5. Appliquez la modification : `docker compose up -d <service>`.
6. Vérifiez que le nouveau conteneur fonctionne : `docker compose ps` et inspectez l'environnement avec `docker inspect --format '{{ .Config.Env }}' <conteneur>`.
7. Si quelque chose ne va pas, revenez en arrière en restaurant la sauvegarde et en exécutant à nouveau `docker compose up -d`.

Pour les environnements de type production, testez toujours les modifications de configuration dans un environnement de préproduction d'abord. Utilisez des fichiers de substitution Compose spécifiques à l'environnement (par exemple, `docker-compose.prod.yml`) pour éviter d'appliquer accidentellement des paramètres de développement à la production.

Lors de la gestion des secrets, ne les passez jamais directement dans la ligne de commande et ne les codez pas en dur dans les fichiers Compose. Utilisez plutôt les secrets Docker (dans Swarm) ou des outils de gestion de secrets externes, ou au moins utilisez des variables d'environnement avec un espace réservé et injectez la valeur réelle au moment de l'exécution. Par exemple, dans Compose, vous pouvez utiliser `${DB_PASSWORD}` et définir la valeur réelle dans un fichier `.env` qui n'est pas validé dans le contrôle de version.

## Vérification et diagnostic

La vérification et le diagnostic nécessitent une approche systématique : observer, émettre des hypothèses, tester et confirmer. Docker fournit plusieurs commandes pour cela. Commencez par `docker ps --format "table {{.Names}}\t{{.Status}}\t{{.Ports}}"` pour voir ce qui fonctionne et leur état.
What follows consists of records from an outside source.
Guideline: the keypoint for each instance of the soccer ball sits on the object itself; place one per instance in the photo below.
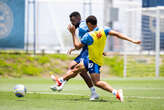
(20, 90)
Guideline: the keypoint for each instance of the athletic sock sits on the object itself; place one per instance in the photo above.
(93, 91)
(114, 92)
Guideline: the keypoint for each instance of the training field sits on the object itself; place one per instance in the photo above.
(140, 94)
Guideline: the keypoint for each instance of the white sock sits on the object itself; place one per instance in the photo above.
(93, 91)
(114, 92)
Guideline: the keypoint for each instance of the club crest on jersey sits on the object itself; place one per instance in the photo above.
(99, 35)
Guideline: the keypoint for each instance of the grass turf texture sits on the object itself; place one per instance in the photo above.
(140, 94)
(18, 65)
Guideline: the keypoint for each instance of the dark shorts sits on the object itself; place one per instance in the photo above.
(91, 66)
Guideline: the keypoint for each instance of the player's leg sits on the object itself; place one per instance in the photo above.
(94, 71)
(74, 69)
(103, 85)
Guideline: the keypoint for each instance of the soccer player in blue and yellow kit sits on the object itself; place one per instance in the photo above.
(82, 28)
(95, 41)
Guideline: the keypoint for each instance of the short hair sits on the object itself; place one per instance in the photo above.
(75, 14)
(91, 19)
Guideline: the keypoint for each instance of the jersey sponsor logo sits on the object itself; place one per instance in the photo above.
(99, 35)
(90, 65)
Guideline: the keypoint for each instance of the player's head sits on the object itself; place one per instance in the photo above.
(75, 18)
(91, 22)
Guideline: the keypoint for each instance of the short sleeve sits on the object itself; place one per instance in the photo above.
(107, 30)
(87, 39)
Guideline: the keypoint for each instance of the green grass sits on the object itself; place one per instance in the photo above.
(140, 94)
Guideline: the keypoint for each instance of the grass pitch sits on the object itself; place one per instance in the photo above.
(140, 94)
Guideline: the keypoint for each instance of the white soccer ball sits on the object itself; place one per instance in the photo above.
(20, 90)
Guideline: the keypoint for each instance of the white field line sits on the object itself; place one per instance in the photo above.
(126, 89)
(140, 97)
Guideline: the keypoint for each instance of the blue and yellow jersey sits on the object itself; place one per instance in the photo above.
(96, 41)
(83, 29)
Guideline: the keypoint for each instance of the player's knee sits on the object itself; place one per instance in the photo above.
(96, 83)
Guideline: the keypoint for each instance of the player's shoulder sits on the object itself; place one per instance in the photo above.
(83, 25)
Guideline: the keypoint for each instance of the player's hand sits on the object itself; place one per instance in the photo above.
(69, 52)
(137, 42)
(71, 29)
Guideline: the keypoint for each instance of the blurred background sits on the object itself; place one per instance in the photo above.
(40, 27)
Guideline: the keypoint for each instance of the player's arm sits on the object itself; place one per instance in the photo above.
(124, 37)
(70, 50)
(78, 45)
Ensuite, utilisez `docker logs <conteneur> --tail 100` pour lire la sortie récente. Ajoutez `-f` pour suivre les journaux en temps réel, ou `--since 10m` pour voir les journaux des 10 dernières minutes. Pour les conteneurs qui journalisent vers stderr, utilisez `docker logs <conteneur> 2>&1 | tail -100` pour combiner les flux.

Si un conteneur fonctionne mais que l'application ne répond pas, inspectez l'état de santé du conteneur si une vérification de santé est définie. Exécutez `docker inspect --format '{{ .State.Health.Status }}' <conteneur>` pour obtenir l'état de santé (starting, healthy, unhealthy). Pour voir les journaux de la vérification de santé, utilisez `docker inspect --format '{{ json .State.Health.Log }}' <conteneur>` et analysez la sortie.

Pour une inspection plus approfondie, utilisez `docker exec -it <conteneur> sh` pour obtenir un shell à l'intérieur du conteneur (si l'image a un shell). À partir de là, vous pouvez vérifier les processus avec `ps aux`, les connexions réseau avec `netstat -tulpn` ou `ss -tulpn`, et le contenu des fichiers. Cela est particulièrement utile pour le débogage sans modifier l'image.

Pour les projets Compose, utilisez `docker compose ps` pour voir l'état des services, `docker compose logs -f <service>` pour suivre les journaux, et `docker compose exec <service> sh` pour exécuter des commandes à l'intérieur d'un conteneur de service. Si vous devez tester une connexion réseau entre conteneurs, utilisez `docker compose exec <service> ping <autre_service>` ou `nc -zv <autre_service> <port>` si netcat est disponible.

Le diagnostic comprend également la surveillance de l'utilisation des ressources. `docker stats` affiche le CPU, la mémoire, les E/S réseau et les E/S bloc pour tous les conteneurs en cours d'exécution. Utilisez `docker stats --no-stream --format "table {{.Name}}\t{{.CPUPerc}}\t{{.MemUsage}}"` pour un instantané unique. Cela aide à identifier les conteneurs qui consomment trop de ressources.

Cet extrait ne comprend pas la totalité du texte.